それは己の怠惰な心のあり方にあるのではないかと思ってな。
言ってみれば我々は常に無死のランナーを背負った人生だ、
ランナーには常に警戒しなければならない。
スキを与えないその心のありようを取り戻すために
食事中でも牽制の練習をするのだ」

「そ、そうか」

私もダビデに賛同し、内野手を担当することにした。

ダビデ
「申し訳ないが、とりあえず今はあの少しエロい感じのたぶん人妻であろう従業員
をランナーと仮定させてもらう。
今は無死2塁だ。

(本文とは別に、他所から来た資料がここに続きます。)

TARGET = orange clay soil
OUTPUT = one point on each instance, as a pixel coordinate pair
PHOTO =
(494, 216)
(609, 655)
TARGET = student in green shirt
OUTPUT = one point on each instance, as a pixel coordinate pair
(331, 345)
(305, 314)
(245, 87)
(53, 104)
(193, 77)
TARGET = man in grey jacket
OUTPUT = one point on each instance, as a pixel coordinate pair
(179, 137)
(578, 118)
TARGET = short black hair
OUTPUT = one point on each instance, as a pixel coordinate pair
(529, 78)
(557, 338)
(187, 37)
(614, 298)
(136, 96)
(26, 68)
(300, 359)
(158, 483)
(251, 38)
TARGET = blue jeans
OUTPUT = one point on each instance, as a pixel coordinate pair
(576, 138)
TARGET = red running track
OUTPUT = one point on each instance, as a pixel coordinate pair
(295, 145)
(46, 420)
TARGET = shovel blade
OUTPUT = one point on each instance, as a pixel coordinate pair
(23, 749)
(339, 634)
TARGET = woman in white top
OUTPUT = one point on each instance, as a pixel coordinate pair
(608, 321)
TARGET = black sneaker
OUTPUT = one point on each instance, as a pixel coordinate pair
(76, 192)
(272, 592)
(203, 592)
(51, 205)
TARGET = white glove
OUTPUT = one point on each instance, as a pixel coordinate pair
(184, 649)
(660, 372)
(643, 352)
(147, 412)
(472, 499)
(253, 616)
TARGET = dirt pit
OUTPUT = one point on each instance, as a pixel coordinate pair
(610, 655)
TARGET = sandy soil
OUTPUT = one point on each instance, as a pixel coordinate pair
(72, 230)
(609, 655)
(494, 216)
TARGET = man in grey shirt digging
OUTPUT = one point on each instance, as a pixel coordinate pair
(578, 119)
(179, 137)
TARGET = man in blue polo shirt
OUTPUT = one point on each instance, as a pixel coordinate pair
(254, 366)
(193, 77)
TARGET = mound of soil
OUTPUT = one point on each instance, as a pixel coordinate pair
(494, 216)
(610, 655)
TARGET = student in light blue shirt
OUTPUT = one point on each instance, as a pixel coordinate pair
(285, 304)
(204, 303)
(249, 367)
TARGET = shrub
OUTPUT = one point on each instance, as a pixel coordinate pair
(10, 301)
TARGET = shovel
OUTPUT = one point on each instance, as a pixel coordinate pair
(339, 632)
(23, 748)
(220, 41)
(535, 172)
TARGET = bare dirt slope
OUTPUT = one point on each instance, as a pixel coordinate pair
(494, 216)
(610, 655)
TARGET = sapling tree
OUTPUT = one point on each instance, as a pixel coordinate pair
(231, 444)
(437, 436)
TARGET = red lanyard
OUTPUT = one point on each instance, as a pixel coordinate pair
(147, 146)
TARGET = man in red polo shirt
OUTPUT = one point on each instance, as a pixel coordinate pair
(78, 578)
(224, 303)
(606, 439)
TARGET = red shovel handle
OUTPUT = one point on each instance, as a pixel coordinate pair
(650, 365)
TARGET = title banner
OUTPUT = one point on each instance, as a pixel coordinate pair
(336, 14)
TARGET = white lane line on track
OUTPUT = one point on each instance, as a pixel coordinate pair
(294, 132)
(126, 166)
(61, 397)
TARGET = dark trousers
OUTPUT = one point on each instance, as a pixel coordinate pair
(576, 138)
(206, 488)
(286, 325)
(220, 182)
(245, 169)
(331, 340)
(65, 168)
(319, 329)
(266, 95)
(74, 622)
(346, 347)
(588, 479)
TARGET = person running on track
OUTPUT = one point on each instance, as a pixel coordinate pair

貴様はショートとしてあの二塁ランナーを牽制しろ」

こうして我々は、少しエロい感じのたぶん人妻であろう従業員を警戒することになった。

するとその従業員、我々の過多な視線に気づいたのか、
笑顔でこちらの席に向かってきた。

ダビデ氏
「リードが大きいぞ!」

すかさず二塁へ送球するダビデ氏。
私もベースカバーに入る、しかしボールはグラブを弾き、
あらぬ方向へ転々と転がる。

「空いてるお皿、お下げしてもよろしいでしょうか?」

我々
「は、はい・・・」

ランナーは進塁し、無死3塁となった。